Any time a substantial change occurs in your company, it’s time to look at all the services your company uses. If your company is storing significantly more data or just acquired another company, you need more room. Accepting overage fees just to stick with your current plan and provider can be more expensive than it looks at first glance. So shop around based on your new tier of usage (whether it’s bigger or smaller).
2. You’ve added on features or services since your initial signup.
Every cloud service provider offers additional services and premium perks. If you signed up for one package but your company needed to purchase additional line items since then, review your plan. Bundle packages are usually cheaper than going a la carte. If your current service provider won’t let you lower your monthly rate, shop around to put pressure on them or to head to greener pastures.
3. Your current service provider is no longer leading the pack.
The technology market is highly competitive, and cloud service providers are no exception. Your current company may have offered the highest degree of security in its tier when you signed up three years ago, but now they might just offer middle of the road protections. No matter whether your primary concern is speed, security, or accessibility, keep track of the trends to make sure your service still does the best job of what you need.
4. There’s been a data security breach.
Data breaches happen, and it’s going to be hard to find any technology company that hasn’t had some sort of scare. But if a serious data breach occurred or minor potential breaches keep happening, it’s time to get out of there. Switch to a nationally recognized brand that can’t afford the bad press of a breach and so does their best to protect their clients’ (and your clients’) data.
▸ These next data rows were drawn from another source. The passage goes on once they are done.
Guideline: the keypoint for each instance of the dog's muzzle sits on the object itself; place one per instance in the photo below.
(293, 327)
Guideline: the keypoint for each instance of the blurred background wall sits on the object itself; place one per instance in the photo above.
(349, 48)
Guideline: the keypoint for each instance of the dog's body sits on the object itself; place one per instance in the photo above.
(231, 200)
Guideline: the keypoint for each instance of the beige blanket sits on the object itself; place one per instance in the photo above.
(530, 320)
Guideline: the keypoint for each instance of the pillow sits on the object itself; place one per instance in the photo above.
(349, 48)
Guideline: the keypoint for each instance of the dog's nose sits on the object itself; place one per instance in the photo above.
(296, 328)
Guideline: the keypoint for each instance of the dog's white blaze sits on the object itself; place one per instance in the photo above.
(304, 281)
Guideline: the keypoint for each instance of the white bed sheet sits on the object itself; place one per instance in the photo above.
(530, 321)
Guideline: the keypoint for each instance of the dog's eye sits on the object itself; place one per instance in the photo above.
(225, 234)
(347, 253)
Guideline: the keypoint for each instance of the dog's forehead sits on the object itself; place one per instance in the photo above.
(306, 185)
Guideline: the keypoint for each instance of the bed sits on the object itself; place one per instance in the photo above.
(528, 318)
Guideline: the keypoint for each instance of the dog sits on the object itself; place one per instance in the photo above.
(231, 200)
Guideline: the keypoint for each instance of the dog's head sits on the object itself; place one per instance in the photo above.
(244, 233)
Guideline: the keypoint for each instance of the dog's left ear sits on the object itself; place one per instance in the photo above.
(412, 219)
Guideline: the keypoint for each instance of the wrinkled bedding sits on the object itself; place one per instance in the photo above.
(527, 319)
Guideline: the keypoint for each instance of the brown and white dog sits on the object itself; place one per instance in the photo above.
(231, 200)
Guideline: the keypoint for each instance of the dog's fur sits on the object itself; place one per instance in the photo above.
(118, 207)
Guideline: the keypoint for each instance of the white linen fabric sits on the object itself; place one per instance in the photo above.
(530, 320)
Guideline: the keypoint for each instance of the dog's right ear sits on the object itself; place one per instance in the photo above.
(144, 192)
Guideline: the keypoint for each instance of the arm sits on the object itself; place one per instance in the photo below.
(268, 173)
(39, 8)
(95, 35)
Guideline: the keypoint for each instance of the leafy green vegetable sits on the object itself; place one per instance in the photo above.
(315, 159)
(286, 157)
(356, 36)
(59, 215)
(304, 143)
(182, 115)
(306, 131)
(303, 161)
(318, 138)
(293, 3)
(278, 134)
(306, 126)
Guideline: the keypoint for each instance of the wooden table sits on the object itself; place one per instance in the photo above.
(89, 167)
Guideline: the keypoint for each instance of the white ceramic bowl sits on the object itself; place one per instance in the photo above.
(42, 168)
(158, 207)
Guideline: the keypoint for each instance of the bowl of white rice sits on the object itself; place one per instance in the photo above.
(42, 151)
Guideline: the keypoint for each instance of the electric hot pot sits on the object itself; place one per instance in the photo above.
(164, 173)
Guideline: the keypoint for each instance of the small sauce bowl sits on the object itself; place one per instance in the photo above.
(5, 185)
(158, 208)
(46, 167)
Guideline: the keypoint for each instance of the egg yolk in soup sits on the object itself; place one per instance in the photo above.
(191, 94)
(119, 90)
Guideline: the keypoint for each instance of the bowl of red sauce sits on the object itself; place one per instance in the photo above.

5. Your company needs more flexibility.
Just like the first point, your company might be transitioning in terms of size, focus, and cloud demand. These changes might just be part of the business model instead of major alterations. Your peak months might see far more cloud usage than the off-season, and even your company’s internal travel-based or remote cloud access might fluctuate throughout the year. If your cloud service doesn’t offer slightly variable pricing that works in your favor, migrate to a more flexible cloud.
6. You want to switch from a public to a private cloud.
If your company is growing to reach enterprise status, a public cloud might not be robust enough to support the growth. If your company is starting to need fine-tuned control and complete access into the “behind-the-scenes” portions of the cloud, switch to a private system. Delaying this switch can slow your company’s momentum.